READ:   How To Play Turn In Online Poker

“We started spreading the word and now we have 60 players,” Anderson said. “It started just as something to do but it’s a lot of fun.”

Bigger Than Live Poker Games

Danielle Andersen said that online poker would continue to be an attractive alternative for players because casinos’ games will be so unappealing.

“Poker is a social game. They’ll be playing four-handed, maybe five-handed and I don’t know if that’s feasible with Plexiglas (dividers). I’m skeptical and I’m really skeptical about higher stakes (games) like that,” she said.

Like Andersen, Brokos and poker pro Jamie Kerstetter said that they’d be staying away from casino play for a while.

While there has been a flurry of real-money action in the four states that have authorized online poker, the big question is whether there is enough momentum to put legal online poker on a faster track.

The immediate evidence is that the outlook is not so promising in the near term.

Pennsylvania has a Poker Stars cardroom and is soon to get an online WSOP site, but there’s no agreement with New Jersey, Delaware and Nevada to share the player pool. Michigan is scheduled to introduce online casino gaming soon, including poker, but internally it is prohibited from joining other jurisdictions, and West Virginia is too small to make much a difference in adding to the overall pool of players.

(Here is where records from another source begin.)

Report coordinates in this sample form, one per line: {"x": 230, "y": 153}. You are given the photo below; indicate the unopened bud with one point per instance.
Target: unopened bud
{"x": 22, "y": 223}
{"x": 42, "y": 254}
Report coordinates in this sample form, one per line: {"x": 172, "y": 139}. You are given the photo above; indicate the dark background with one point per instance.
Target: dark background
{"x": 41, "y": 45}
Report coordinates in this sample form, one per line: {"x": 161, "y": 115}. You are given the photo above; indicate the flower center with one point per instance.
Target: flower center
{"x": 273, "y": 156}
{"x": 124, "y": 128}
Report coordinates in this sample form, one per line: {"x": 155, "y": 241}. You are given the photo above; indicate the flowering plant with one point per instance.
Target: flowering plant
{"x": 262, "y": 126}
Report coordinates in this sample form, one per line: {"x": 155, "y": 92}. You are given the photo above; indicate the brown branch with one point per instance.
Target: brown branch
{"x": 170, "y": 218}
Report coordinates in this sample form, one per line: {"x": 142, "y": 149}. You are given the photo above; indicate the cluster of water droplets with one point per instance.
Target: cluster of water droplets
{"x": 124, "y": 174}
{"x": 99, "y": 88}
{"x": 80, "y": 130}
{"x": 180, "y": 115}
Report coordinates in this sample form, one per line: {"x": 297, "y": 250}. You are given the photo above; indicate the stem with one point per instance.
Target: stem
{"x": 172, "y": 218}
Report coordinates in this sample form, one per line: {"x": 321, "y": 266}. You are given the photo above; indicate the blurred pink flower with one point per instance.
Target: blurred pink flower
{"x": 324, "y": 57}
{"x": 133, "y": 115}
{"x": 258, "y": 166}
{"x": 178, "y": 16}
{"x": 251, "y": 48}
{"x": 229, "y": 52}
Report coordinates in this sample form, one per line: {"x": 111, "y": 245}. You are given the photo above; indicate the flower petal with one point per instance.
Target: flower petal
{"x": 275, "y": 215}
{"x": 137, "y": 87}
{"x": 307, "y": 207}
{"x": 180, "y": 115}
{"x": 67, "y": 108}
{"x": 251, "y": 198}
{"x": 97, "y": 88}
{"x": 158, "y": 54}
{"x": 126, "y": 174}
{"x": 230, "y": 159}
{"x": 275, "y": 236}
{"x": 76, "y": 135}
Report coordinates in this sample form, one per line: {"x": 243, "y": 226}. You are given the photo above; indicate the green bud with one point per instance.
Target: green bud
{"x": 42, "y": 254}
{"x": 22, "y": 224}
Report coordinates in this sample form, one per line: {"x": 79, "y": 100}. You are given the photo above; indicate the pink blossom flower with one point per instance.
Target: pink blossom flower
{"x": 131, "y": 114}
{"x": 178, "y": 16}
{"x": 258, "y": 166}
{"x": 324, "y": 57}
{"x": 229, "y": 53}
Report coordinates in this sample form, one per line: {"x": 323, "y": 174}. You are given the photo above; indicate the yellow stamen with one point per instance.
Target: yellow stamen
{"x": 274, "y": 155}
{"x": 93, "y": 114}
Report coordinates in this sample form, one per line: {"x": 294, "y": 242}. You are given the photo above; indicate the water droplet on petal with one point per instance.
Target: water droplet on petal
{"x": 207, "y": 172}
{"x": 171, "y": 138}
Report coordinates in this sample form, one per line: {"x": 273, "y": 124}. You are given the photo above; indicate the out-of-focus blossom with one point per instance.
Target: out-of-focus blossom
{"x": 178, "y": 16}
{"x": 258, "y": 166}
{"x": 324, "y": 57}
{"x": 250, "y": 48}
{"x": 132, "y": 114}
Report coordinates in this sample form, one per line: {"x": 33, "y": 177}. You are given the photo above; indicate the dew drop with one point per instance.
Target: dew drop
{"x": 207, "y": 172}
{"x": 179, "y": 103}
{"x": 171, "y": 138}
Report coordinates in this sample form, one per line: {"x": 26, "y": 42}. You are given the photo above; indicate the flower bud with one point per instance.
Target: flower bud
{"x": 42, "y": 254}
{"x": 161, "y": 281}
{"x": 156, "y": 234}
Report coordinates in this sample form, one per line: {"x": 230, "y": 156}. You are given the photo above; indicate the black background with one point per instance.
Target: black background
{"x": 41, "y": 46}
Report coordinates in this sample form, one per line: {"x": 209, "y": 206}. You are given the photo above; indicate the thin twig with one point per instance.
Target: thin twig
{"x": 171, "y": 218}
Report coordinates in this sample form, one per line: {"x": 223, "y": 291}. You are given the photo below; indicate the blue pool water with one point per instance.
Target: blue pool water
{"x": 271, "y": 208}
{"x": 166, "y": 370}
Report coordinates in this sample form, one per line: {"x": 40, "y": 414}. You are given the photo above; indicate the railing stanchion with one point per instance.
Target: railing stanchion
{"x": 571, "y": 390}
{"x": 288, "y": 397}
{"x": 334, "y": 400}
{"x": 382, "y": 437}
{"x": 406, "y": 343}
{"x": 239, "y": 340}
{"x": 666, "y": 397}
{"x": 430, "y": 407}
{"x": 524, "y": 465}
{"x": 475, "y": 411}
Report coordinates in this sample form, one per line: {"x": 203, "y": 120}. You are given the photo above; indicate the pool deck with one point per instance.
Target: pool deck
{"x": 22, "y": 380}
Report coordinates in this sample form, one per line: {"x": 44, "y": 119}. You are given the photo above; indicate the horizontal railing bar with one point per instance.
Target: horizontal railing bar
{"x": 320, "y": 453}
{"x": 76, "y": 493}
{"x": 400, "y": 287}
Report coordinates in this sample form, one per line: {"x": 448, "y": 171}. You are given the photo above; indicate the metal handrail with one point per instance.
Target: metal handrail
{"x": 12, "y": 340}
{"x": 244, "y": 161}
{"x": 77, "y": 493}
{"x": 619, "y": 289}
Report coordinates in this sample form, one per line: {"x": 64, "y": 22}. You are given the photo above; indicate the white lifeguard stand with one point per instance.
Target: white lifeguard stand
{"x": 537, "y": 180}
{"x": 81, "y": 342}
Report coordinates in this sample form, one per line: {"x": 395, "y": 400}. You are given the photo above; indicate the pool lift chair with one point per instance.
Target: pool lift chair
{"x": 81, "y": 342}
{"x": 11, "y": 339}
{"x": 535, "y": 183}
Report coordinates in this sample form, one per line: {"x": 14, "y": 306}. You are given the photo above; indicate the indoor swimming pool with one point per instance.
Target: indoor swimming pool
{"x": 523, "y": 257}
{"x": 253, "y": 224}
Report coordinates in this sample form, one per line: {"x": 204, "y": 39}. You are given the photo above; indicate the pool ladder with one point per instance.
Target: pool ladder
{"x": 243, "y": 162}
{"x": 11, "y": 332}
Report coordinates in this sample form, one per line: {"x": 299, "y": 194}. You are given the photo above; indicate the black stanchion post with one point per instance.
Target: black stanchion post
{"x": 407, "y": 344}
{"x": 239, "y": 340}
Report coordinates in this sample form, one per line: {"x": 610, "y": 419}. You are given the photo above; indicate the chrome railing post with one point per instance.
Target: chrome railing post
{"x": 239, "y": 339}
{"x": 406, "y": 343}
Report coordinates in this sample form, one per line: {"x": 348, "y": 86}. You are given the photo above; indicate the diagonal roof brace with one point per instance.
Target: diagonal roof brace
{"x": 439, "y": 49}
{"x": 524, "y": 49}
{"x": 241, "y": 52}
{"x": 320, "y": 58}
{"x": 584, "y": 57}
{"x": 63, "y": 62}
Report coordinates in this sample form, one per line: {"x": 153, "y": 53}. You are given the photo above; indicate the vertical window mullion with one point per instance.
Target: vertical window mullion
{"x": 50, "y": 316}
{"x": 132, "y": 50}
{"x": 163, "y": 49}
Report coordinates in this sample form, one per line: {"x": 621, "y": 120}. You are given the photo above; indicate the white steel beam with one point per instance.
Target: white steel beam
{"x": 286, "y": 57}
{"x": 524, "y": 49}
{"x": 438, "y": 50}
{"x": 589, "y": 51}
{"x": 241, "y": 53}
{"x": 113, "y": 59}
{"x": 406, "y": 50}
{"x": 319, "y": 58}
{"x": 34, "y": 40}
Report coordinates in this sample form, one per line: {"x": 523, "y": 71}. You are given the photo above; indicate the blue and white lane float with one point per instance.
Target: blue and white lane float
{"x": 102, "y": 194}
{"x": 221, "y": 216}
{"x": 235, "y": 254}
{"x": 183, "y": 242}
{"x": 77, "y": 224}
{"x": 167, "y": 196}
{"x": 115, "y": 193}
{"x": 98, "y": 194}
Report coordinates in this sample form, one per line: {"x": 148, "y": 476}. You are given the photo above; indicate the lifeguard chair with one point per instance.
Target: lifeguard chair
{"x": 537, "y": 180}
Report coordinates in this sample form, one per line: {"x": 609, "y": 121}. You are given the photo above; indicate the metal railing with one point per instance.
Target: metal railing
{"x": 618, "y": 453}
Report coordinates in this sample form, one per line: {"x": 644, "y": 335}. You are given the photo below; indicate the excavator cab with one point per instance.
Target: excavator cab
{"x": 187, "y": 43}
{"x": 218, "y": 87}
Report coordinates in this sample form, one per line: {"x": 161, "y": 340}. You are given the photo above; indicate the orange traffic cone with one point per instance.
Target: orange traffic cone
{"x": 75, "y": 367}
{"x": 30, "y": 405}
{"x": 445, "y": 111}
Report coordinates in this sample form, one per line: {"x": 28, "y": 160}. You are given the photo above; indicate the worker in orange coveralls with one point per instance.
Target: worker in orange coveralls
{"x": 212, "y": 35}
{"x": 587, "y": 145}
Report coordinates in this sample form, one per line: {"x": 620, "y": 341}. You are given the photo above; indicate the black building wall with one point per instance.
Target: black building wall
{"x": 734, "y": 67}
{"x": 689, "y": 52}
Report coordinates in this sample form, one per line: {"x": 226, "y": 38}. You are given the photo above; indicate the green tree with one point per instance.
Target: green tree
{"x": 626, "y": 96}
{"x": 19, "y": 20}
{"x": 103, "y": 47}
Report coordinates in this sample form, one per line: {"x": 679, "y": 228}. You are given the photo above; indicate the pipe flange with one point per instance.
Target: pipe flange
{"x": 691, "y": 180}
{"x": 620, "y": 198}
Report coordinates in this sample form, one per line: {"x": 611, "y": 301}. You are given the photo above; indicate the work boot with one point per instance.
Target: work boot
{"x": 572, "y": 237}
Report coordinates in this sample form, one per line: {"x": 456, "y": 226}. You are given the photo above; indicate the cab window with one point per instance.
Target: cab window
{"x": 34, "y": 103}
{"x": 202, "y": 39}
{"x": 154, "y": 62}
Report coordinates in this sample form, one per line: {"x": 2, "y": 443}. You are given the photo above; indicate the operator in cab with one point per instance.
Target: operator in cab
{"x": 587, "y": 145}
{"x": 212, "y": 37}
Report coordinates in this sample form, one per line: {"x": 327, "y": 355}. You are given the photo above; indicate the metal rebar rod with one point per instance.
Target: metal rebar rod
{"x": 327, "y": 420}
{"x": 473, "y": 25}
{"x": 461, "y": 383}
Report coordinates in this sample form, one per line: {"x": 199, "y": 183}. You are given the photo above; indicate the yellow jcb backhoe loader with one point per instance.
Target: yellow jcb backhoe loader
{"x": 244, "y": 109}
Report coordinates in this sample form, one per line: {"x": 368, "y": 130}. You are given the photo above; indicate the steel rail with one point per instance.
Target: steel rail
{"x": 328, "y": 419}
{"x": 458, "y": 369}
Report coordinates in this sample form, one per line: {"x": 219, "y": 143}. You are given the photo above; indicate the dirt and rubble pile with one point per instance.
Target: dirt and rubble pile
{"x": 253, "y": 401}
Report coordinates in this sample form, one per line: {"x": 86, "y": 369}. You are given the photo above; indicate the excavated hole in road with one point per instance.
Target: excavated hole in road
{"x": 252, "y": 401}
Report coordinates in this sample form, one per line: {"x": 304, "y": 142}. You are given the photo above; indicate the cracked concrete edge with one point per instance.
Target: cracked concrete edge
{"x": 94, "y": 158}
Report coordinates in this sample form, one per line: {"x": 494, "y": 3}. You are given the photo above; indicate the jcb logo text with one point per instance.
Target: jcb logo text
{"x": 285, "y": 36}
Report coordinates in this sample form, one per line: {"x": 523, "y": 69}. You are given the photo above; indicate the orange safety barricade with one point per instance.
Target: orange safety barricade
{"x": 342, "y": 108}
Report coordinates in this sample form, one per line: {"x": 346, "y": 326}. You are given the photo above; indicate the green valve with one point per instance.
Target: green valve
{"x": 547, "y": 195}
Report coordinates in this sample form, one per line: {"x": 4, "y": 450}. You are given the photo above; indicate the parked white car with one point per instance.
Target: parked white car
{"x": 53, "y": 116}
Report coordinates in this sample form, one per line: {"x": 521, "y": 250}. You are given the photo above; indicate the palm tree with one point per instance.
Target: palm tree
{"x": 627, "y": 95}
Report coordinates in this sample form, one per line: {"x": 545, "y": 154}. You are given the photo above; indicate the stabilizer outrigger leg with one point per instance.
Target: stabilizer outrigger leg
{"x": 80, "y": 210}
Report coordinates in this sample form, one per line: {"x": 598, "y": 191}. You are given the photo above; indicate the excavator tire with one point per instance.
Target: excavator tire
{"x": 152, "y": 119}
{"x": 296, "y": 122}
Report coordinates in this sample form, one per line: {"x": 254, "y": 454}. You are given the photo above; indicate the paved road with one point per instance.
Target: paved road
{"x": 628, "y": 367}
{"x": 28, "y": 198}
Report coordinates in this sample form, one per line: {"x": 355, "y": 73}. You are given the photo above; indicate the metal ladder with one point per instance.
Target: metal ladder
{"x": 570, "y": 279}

Stewart, the WSOP executive, remains an optimist

“Online poker should be bigger than live poker in the near future,” Stewart said. “It presents more options, more convenience and less erosion of a player’s bankroll. Right now it’s mainly politics standing in the way of another poker boom bigger than the first. Poker is simply a numbers game, and the greater the liquidity, the faster players will hop online, creating higher (return on investment) for themselves and additional tax revenues.”